The launch title the Switch should have had.
Mario Kart 8: Deluxe is the updated release of Mario Kart 8, originally released on the Wii U in 2014. With slightly updated graphics, load times, and other technical features, Deluxe also includes a handful of new racers, several new battle modes, and a worldwide online mode.
Graphically, Deluxe is as strong as ever, with big, bold design choices and vibrant colors. Each racer stands out with unique animations and reactions, and the huge variety of karts sport a good amount of detail. Overall, the game is incredibly polished, which makes sense as it’s based off an already stellar release. Though tracks can get flashy and complex, the graphics never inhibit the game-play by becoming too distracting. The music is standard Mario Kart fare; catchy and fun, but nothing too memorable.
Though graphics and sound are important, the real appeal to a Mario Kart game has always been how it plays, and Deluxe does not disappoint. Every racer feels slightly different (with the exception of color swap models like the Shy Guys) and each kart adds and subtracts to their overall strengths. With every user being able to select their racer, kart, wheel type, and glider, there are plenty of options for customization to find that perfect fit. Balance is also very well done, as each racer has enough strengths and weaknesses that there is no overall ‘best’ choice. The tracks are, as expected, very well done, with only one or two that are not genuinely a thrill to play.
Overall, Deluxe represents the pinnacle of the Mario Kart franchise, so what about the new additions to the game?
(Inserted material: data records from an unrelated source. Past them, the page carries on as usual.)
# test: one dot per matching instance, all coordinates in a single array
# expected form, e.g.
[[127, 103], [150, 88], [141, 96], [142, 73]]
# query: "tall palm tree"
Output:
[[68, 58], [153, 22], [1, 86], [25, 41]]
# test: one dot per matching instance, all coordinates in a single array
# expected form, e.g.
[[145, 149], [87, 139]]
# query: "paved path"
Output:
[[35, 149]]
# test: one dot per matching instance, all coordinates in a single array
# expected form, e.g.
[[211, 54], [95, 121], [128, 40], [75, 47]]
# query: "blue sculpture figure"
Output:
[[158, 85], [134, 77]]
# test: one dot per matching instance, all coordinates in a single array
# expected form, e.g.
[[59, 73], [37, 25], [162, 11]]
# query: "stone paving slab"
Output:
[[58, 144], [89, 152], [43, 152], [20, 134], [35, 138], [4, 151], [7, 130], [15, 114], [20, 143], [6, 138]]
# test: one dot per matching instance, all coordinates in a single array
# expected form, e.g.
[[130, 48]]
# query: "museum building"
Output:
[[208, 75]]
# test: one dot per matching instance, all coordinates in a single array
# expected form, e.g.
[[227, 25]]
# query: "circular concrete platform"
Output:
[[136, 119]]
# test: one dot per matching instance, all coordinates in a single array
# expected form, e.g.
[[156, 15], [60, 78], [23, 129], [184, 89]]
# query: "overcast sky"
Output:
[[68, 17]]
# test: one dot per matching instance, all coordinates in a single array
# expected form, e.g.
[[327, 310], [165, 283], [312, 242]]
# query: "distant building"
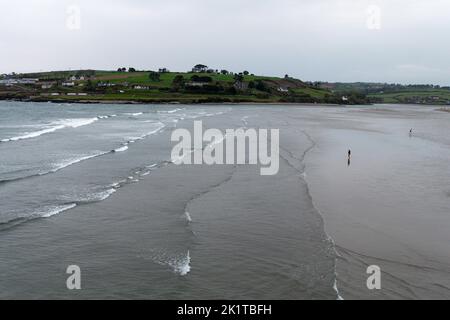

Foremost, the somewhat lacking battle mode of 8 has been greatly improved, with multiple game types and maps to choose from. The classic, frantic pace of older Mario Kart battle modes has finally been brought to a modern console, ensuring a ton of reliability as a party game. Though some of the maps are a little too large for the game types, that’s really nitpicking at something that has so few flaws. The new kart racers, while nothing extraordinary, help give everyone a chance to pick a favorite.
Despite all these achievements, one part of Deluxe falls flat: it’s online multiplayer. Though likely caused by a massively popular release and high sales, current online multiplayer is very, very rough. Disconnections occur every other round, and lagging response times make any sort of accuracy with items nearly impossible. On top of this, there seem to be some bugs with the online multiplayer that can cause racers to be unable to pick up items, be rescued from falling off the track, or even see the other racers. It’s a very low quality experience from a brand like Nintendo, a company who hasn’t always had a good track record with online services to begin with.
If you’re a Switch owner looking for a good couch multiplayer game, or have the need for a fully developed portable Mario Kart, you can’t go wrong with Mario Kart 8: Deluxe. Just don’t expect to race around the world until later this year, if ever.